Thought I’d post a quick update on my mini-triathlon quest. There’s good news. Progress is now detectable. The trainer who adopted me at the YMCA is terrific, enthusiastic, and more importantly has learned to scale back her ambitions where I’m concerned. Her early training schedule with six days of alternating weights, running, bicycling, swimming, and stretching with a seventh of optional hiking has been revamped to three days of weights and running.
And I’m consistently hitting two of them! To the outside observer that may not sound like much…and the trained athlete of bygone days in my head would emphatically agree…but to the shell shocked depressive inside who’s spent the last six years floundering between seclusion and creeping paralysis, two days of successful sports training is definitely cause for celebration!
Honestly, I’m a little breathless at my biggest achievement to date…I haven’t quit. It hasn’t been easy. This whole thing has felt a lot like sailing along a treacherous coastline littered with underwater rocks. Each time I start to pick up speed, working out two or three times in a row on schedule, I think Aha! NOW I’ve got it. Now I can unfurl the sails and really fly! Then I hear that damn thud and scraping on my internal hull and suddenly, for the rest of the day, I can’t even leave the house.

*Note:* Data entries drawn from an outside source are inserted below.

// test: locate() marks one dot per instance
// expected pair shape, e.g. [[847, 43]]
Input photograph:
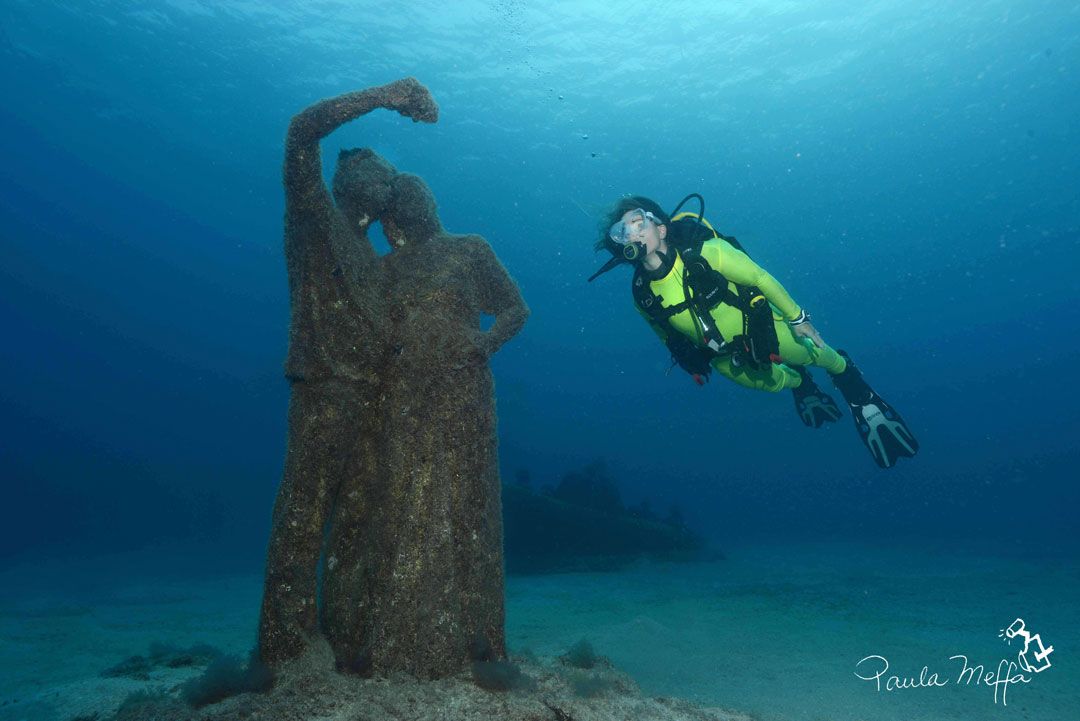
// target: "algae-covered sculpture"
[[391, 418]]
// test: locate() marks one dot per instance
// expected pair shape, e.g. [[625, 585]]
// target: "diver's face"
[[642, 229]]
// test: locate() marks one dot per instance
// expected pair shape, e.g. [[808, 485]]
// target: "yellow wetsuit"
[[737, 267]]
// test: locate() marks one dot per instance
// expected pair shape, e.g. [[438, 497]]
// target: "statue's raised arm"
[[306, 194]]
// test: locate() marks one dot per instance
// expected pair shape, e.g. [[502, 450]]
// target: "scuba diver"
[[717, 310]]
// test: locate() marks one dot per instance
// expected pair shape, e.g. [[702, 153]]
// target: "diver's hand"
[[807, 330]]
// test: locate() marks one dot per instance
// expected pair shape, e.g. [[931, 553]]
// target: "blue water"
[[907, 169]]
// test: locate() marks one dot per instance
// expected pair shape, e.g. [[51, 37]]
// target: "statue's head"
[[363, 186], [412, 217]]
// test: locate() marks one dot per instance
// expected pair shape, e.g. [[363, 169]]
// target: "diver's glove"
[[802, 328], [804, 317]]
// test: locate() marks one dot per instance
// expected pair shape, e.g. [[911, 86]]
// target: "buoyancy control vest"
[[703, 289]]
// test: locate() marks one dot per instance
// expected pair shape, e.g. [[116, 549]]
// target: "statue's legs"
[[355, 546], [417, 576], [320, 416]]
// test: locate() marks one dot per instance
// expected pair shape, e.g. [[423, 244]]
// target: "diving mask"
[[628, 231]]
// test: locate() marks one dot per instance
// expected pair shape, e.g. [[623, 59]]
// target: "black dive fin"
[[880, 427], [814, 406]]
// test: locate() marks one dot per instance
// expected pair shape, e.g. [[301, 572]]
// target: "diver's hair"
[[621, 206]]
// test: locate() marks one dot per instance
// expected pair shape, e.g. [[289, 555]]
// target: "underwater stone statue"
[[391, 416], [415, 562]]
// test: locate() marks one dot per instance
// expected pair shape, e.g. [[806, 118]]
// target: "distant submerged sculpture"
[[391, 429]]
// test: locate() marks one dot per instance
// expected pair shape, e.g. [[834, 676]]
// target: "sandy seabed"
[[774, 631]]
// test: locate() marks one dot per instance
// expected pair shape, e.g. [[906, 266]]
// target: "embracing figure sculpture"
[[391, 476]]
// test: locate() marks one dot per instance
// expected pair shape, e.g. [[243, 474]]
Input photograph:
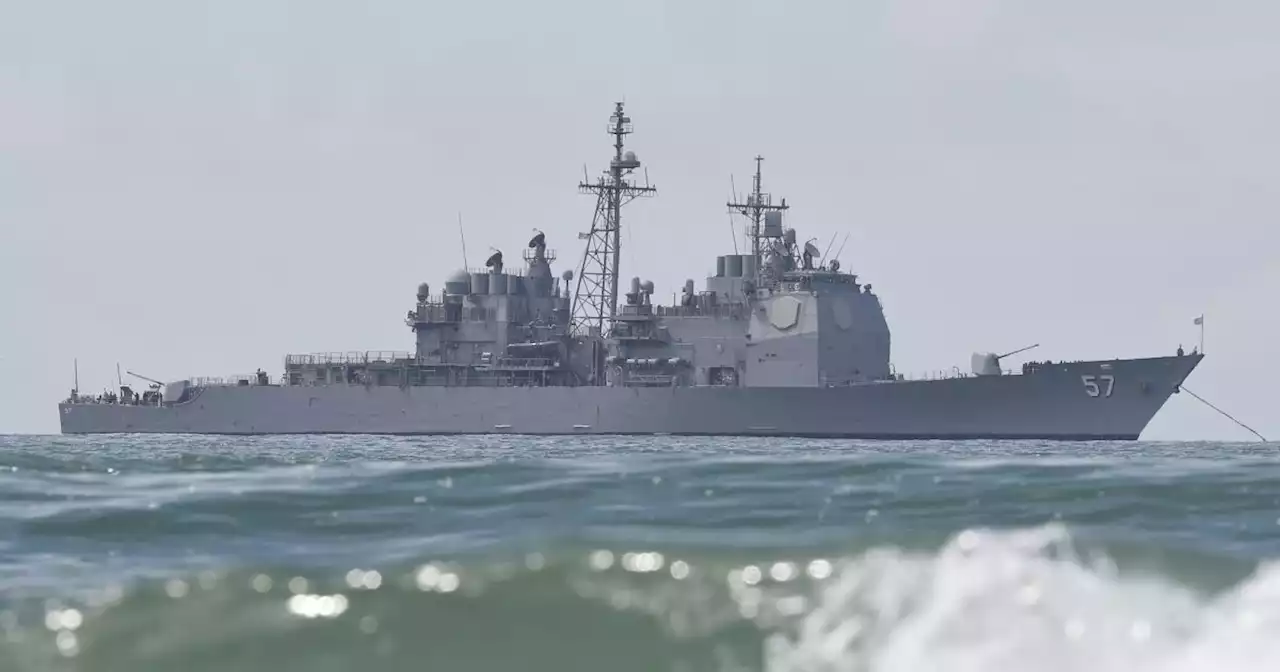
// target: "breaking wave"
[[1029, 599]]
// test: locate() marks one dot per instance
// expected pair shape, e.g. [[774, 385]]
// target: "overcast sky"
[[199, 188]]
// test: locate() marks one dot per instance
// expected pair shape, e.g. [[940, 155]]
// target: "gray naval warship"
[[781, 342]]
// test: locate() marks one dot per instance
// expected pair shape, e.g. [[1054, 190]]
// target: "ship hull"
[[1079, 401]]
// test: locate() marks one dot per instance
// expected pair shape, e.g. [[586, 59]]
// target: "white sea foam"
[[1023, 600]]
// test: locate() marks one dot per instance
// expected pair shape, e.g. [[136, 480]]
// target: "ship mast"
[[758, 202], [595, 301]]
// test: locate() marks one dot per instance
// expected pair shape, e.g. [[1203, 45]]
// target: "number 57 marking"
[[1093, 389]]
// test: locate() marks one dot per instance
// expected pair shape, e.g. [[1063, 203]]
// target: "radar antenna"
[[758, 202], [595, 301]]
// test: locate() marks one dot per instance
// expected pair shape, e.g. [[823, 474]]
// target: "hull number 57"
[[1098, 385]]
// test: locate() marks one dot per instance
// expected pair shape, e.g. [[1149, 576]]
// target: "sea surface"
[[616, 554]]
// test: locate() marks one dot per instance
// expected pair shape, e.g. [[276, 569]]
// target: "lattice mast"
[[758, 202], [595, 301]]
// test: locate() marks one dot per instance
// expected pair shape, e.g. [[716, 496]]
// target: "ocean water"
[[508, 553]]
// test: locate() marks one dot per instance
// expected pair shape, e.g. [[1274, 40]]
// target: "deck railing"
[[380, 356]]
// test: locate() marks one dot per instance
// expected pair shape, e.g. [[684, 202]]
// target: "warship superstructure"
[[778, 342]]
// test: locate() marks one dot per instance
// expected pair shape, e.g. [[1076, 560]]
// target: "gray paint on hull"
[[1052, 403]]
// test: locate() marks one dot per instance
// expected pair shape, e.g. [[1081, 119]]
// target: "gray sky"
[[197, 188]]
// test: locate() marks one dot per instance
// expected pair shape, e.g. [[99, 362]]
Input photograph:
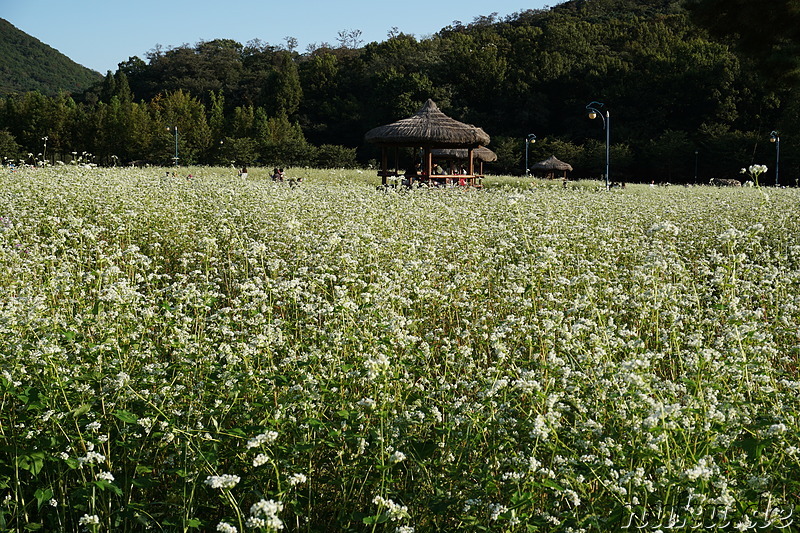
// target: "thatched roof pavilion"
[[552, 166], [481, 154], [428, 129]]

Which means I have to keep starting all over again and it’s frustrating. Early on these frequent stumbles really scared me because I thought if they kept up, they’d eventually make me stop. But two months into the whole thing now and my confidence is starting to build. I wonder if this is what it’s like for an athlete who suffers a big injury and has to learn how to perform all over again with a new and different body. Only in my case, the injury was to my mind. Everything I used to take for granted…simple emotional discipline, mental focus, and freedom from chronic fear and occasional panic…is kaput, so I’m having to learn a whole different set of mental skills and strengths to compensate for it.

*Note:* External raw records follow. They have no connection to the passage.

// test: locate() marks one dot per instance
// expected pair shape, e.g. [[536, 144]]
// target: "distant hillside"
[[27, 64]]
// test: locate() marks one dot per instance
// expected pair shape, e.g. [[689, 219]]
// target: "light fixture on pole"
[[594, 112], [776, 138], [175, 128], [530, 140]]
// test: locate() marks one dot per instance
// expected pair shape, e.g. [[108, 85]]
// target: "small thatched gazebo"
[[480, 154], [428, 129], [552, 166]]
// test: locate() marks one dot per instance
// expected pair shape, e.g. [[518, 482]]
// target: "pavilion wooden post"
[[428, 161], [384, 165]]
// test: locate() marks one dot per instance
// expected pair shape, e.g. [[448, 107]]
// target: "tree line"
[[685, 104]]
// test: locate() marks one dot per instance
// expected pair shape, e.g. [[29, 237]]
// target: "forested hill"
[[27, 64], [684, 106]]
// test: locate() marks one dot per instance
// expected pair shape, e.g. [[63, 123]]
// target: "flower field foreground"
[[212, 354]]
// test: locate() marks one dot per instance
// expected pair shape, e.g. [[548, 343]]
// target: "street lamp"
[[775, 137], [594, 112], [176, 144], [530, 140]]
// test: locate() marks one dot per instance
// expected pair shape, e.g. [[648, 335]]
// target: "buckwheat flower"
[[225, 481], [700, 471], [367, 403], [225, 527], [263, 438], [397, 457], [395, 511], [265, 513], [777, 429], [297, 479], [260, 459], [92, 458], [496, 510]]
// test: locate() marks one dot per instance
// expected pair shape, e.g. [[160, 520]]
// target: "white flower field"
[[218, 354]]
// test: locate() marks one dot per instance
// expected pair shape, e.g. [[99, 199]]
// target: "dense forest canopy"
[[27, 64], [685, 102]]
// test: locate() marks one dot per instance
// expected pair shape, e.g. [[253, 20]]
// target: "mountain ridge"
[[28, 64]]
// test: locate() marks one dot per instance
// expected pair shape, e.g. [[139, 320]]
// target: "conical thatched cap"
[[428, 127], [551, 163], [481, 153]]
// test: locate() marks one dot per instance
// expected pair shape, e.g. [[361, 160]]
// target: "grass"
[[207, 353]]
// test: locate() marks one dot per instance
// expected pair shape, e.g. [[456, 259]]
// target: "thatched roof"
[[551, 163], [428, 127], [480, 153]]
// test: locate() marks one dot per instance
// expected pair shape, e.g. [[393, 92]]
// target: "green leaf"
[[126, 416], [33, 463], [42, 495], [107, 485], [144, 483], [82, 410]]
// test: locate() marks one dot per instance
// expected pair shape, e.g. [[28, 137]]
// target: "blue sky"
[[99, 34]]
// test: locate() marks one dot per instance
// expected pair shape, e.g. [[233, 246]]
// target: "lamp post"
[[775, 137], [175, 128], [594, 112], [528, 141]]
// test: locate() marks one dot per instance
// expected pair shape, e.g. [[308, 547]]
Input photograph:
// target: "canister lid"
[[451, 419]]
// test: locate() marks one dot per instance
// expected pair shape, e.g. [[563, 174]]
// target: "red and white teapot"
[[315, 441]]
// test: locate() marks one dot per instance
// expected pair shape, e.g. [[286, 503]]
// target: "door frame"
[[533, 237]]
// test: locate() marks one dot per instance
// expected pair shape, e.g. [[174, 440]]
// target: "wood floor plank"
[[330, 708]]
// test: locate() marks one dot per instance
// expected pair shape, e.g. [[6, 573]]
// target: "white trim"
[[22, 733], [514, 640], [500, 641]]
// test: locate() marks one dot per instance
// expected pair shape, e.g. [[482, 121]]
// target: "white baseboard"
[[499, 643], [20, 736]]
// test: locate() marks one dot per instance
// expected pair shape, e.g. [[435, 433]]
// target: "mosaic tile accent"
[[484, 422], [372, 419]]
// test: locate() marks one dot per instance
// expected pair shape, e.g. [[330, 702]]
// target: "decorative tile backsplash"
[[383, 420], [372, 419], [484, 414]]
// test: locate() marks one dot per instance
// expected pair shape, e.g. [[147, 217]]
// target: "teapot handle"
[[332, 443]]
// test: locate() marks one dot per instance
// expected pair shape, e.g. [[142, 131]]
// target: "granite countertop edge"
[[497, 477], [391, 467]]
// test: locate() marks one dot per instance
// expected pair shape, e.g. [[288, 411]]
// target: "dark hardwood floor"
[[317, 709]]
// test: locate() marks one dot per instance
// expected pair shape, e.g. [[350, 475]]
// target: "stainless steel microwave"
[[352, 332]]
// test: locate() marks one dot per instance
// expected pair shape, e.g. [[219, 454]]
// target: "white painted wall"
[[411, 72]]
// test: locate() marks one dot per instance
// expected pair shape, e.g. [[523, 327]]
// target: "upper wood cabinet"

It feels good though, even if it’s producing some additional anxiety. The hardest thing by far is making myself go to the gym. You may not know this but gyms are very social places. Lots of active, purposeful, energetic people all striding and pumping and pulling on complicated, noisy, bewildering equipment. It’s like a ten freeway interchange with heavy traffic flows and well-orchestrated on and off ramps. Everyone else seems to know exactly what they’re doing and then here I am, an outed hermit dressed in frumpy, old activewear, newly sucked out of my hole and doing my best not to trip and fall off the treadmill (yes…I’ve done it once so far) or hold up the line of nice but impatient people waiting to work on the weight machine I’m currently tangled in.

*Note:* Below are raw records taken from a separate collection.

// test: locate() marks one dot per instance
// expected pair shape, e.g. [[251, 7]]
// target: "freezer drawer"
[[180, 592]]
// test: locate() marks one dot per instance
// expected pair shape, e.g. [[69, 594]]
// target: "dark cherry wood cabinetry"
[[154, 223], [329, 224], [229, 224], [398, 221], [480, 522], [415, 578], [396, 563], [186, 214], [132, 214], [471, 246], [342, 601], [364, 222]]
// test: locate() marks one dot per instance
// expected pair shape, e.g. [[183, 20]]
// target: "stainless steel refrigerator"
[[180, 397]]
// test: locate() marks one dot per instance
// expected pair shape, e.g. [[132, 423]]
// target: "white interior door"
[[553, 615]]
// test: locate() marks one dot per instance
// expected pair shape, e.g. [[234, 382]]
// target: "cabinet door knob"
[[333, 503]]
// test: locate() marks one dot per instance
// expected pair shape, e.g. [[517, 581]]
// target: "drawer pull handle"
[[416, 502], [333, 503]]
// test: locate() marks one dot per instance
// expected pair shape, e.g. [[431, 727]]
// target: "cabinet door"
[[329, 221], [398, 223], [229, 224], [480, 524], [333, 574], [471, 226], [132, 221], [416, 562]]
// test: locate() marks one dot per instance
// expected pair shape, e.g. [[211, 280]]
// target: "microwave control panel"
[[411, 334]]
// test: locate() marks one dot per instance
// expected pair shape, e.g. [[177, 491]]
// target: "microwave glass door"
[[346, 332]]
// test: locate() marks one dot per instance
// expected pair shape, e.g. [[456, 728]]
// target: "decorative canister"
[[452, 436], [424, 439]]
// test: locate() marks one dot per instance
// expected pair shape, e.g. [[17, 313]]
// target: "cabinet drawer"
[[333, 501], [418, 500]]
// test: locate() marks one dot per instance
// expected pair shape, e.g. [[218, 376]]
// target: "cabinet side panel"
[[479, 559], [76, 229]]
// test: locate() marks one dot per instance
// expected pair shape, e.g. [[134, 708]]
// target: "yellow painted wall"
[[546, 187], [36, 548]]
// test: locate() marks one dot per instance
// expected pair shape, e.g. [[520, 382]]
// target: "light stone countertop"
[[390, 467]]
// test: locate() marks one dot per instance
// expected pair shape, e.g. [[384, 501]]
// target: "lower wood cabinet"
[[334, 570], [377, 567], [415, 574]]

So much for dignity. But in spite of everything I’m actually starting to feel individual muscles once in a while instead of the more generalized trembling and collapse I started out with, and the length of time I can run without walking is definitely growing. I even tried my hand at running on the track yesterday, instead of the treadmill, and I’m happy to report that I didn’t trip, run into anybody, or attract undue attention with all the extraordinary bouncing going on around my chest, hips, and behind. (The complex physics involved with fat on a jogging person is really something to experience firsthand, let me tell you.) I’m still trying to get a handle on the whole fashion element involved and have yet to figure out how all these women are wearing what amounts to tights with no…I repeat no…visible signs of underwear. Surreptitious observation in the locker room has only revealed one thong so far, so something else must be going on. The anthropologist in me is intrigued.
I’ll keep you posted.
In the meantime, if you’ve got an extra ten minutes, here’s an ESPN awards video telling the stories of two, physically-disabled athletes who have been changing the world. Jim MacLaren, who endured two catastrophic accidents that successively stripped him of his athletic gifts, but who went on to make his miracles anyway, died in August last year. But his inspiring legacy continues to grow through extraordinary disabled athletes like Emmanuel Ofosu Yeboa of Ghana. Seriously, if you want something that both puts life in perspective and inspires you to keep hoping, watch this.
Because sometimes just not quitting is the most amazing miracle of all.